9. Cyler Miles, Washington Huskies
Avinash Kunnath: Probably the one person on the list who is in the greatest danger of losing his job. Miles was semi-competent (if not below average) much of the season, but his offensive issues wasted so many good performances by the Washington defense. The UW offense was really bad, and it's a credit to the Husky playmakers on the other side of the football that they got to eight wins. Miles will be fighting hard to keep his job this spring.
Jack Follman: When I make my perpetual argument that college quarterback stats do not really mean that much, Miles is a great example. His stats are actually pretty good, but he was a serious liability for Washington in almost every one of their challenging games in 2014 and even when he was doing well, it seemed like he was on the edge of disaster.
Bill Stenlund: As a Husky-hater I really wanted to put him last, but upon review of the numbers he jumped up some (at least I'm honest). He completed 66% of his passes for 7.29 yards per pass, which is not horrible. But he only threw for 184 ypg, which is. I think the new system messed him up and he will improve.
8. Luke Falk, Washington St. Cougars
Avinash Kunnath: Falk has already shown to be solid enough to scramble around. He is more than happy to throw the football 60 to 70 times a game if needed and can often survive lousy offensive line protection. Falk is going to be an interesting case study for how far the WSU Air Raid can run without Connor Halliday, because he also threw a lot of picks. He did keep the offense moving.

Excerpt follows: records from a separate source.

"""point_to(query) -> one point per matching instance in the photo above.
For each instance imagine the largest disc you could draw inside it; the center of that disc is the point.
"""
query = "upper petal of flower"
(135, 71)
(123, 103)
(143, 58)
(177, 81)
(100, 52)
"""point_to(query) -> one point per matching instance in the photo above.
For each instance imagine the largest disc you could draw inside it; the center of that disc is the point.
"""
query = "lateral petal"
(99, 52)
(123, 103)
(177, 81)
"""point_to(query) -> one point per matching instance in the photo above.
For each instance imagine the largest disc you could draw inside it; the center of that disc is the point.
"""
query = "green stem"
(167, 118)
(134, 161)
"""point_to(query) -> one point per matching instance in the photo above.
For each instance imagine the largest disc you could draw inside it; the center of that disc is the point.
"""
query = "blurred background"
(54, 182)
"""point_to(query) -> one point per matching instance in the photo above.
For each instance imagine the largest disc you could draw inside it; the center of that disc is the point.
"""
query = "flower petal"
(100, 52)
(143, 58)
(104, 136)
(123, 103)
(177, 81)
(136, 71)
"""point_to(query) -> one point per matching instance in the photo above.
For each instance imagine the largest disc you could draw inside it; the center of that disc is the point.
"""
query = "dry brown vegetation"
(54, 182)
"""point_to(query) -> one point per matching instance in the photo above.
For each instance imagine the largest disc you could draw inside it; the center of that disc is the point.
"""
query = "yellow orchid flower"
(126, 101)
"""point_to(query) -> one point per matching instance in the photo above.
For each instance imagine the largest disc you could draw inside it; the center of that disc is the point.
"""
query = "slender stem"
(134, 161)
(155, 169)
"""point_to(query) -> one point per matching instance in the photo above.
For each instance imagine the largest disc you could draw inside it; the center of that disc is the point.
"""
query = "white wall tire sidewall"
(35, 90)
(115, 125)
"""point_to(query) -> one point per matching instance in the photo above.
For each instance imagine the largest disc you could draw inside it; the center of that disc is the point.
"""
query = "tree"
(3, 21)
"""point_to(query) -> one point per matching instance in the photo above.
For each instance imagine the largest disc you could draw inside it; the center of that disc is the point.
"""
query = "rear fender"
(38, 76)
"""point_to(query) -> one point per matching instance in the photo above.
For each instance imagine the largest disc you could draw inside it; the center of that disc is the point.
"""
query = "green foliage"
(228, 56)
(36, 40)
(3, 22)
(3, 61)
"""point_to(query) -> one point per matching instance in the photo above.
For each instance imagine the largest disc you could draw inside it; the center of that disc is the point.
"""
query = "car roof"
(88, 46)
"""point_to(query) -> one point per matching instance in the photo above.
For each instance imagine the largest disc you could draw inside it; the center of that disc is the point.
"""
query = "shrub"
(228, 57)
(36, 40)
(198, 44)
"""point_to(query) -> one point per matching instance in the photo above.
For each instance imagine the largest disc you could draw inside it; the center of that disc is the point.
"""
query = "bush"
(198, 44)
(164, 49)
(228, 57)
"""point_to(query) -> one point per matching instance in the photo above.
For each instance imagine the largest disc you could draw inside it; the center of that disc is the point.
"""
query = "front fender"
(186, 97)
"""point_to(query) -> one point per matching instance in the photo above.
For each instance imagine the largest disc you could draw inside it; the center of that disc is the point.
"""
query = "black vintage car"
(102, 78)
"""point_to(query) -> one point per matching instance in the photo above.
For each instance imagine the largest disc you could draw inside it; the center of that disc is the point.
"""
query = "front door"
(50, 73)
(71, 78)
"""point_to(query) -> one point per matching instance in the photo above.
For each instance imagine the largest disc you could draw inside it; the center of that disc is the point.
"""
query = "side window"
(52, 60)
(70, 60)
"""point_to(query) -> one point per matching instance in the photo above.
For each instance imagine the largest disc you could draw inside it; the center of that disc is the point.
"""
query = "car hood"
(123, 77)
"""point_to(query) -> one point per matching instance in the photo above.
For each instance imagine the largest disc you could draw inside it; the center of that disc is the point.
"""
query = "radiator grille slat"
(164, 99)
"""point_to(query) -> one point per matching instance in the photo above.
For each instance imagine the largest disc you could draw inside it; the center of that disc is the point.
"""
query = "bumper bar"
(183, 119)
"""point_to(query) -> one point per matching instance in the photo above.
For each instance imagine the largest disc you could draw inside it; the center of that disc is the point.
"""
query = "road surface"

Jack Follman: Falk showed that he could step into the Connor Halliday role and throw for tons of yards, but also throw a good amount of interceptions and not win that many games. What does all of this mean though? I don't really know.
Bill Stenlund: There is a sharp drop-off after Kessler and Solomon, but Falk put up 464 yards per game as a freshman on a crappy WSU team. He's played in limited games, but those numbers don't lie.
7. Travis Wilson, Utah Utes
Travis Wilson: It's a credit to Kyle Whittingham that he won as many games as he did with Wilson. The ingredients for Utah success: Devante Booker came alive, the Utah defense was extra salty, and Wilson had his one great moment against USC. His biggest credit is not turning the football over, which ensures the Utes don't kill themselves offensively.
Jack Follman: Crazy to think that this will already by Wilson's final year as a Ute. He has all the tools, but he just can't seem to reign them in. I would not be surprised if he puts it together in 2015 though.
Bill Stenlund: I don't get why people think he's so good. He's had multiple years of experience and still only completes 61% of his passes for 166 (WHAT?!?!) yards a game. WSU and Cal put that up in the first three minutes of a game.